To his disappointment, however, Paul III was not the answer to the Protestants’ prayers. The Princes of Northern Europe-and that extrovert in England-had discovered a profound spirituality in confiscating the Church’s wealth and they were not ready to repent a penny. (One family of minor princes in Brandenburg, Germany had subsisted on the salaries and graft of Church offices: a bishopric here, a priory there, a Grand Master of this and that. Then the Reformation inspired them: why settle for a tithe of a tithe when you can wring the entire archdiocese. After that, the Hohenzollerns would not be so minor.)

Since Paul III could not coax the Protestants into reconciliation, he would scheme them into oblivion. The Pope proved a dynamo of plans and plots. He cured France’s Francis I of his Protestant leanings by a form of faith-healing called bribes; the Church lost income but kept France. The Pope also negotiated a peace between the usually warring France and the Holy Roman Empire; Catholic nations should not slaughter each other when there were Protestants to kill. Acknowledging that the Church’s miserable reputation had incited the Protestants, the Pope summoned the Council of Trent to undertake desperately overdue reforms. (The Farnese would condemn nepotism by other families.)

And the Jesuits certainly fit into the Pope’s scheme of things. Here was a religious order that reflected the best of the Renaissance’s virtues and vices. The brilliant and highly trained Jesuits could convert, subvert, charm and kill with equal aplomb. Yes, they were fanatics-what else could you expect from an organization founded by Spaniards-but they were fanatics with taste. They dismissed the Inquisition’s wholesale persecutions as just a vulgar waste of kindling. The Jesuits preferred knowing the right people, whether to cultivate or eradicate them.
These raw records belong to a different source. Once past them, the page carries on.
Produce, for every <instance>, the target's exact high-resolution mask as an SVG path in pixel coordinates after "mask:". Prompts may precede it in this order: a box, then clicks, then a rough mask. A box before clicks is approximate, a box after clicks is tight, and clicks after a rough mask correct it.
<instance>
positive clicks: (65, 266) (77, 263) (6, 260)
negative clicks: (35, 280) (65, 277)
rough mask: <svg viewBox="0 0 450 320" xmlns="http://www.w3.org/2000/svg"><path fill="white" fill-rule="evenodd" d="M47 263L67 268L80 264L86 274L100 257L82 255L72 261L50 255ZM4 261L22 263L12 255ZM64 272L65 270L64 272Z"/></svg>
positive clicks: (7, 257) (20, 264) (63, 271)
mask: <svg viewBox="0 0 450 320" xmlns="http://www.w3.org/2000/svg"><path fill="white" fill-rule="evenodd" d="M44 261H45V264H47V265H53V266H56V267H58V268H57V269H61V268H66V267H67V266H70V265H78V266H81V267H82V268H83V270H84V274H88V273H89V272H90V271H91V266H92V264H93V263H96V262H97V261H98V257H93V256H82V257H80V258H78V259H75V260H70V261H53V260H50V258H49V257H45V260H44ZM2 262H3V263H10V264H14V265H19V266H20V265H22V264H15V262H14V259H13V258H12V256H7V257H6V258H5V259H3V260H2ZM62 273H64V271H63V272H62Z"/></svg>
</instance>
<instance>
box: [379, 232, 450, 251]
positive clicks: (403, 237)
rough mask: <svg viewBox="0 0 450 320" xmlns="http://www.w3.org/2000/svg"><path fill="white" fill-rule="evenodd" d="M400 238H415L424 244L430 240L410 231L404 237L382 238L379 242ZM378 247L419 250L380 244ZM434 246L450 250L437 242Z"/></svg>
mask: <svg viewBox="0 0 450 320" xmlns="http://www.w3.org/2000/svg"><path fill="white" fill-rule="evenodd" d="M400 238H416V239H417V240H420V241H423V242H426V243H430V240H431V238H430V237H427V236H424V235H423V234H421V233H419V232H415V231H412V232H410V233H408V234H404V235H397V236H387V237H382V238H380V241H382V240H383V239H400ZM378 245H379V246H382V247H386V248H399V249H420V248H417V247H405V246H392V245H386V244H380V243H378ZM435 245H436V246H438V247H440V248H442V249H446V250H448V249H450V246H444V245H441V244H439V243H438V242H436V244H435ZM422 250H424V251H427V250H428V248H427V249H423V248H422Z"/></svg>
Their sinister charm proved successful in preventing further defections to Protestantism. Confiscating the Church’s wealth had an obvious appeal to the aristocracy of Poland and Hungary, but the Jesuits made themselves irresistible and indispensable to the ruling classes. And if the nobles remained Catholic, so did their peasants.

Of course, the Jesuits also had their failures but they were always spectacular. They never did manage to assassinate Elizabeth I or foist Mary Stuart on to the throne of England. The Jesuits did succeed in overthrowing Tsar Fedor II in 1605, but one coup was insufficient to convert Russia. They also backed the wrong side in a Japanese civil war in 1600. The winning warlord, taking over the Shogunate and rule of the country, proved very vindictive. Of course, the Jesuits were expelled from Japan but so were all Europeans. The Jesuits’ interference would result in two centuries of Japanese isolation.

Today, the Jesuits are generally regarded as benevolent activists. Given their erudite reputation, they are often considered liberals. Yet, there remain traces of their notoriety and you can find them in high school literature. Would “The Three Musketeers” have faced such perils if Cardinal Richelieu had been a Franciscan?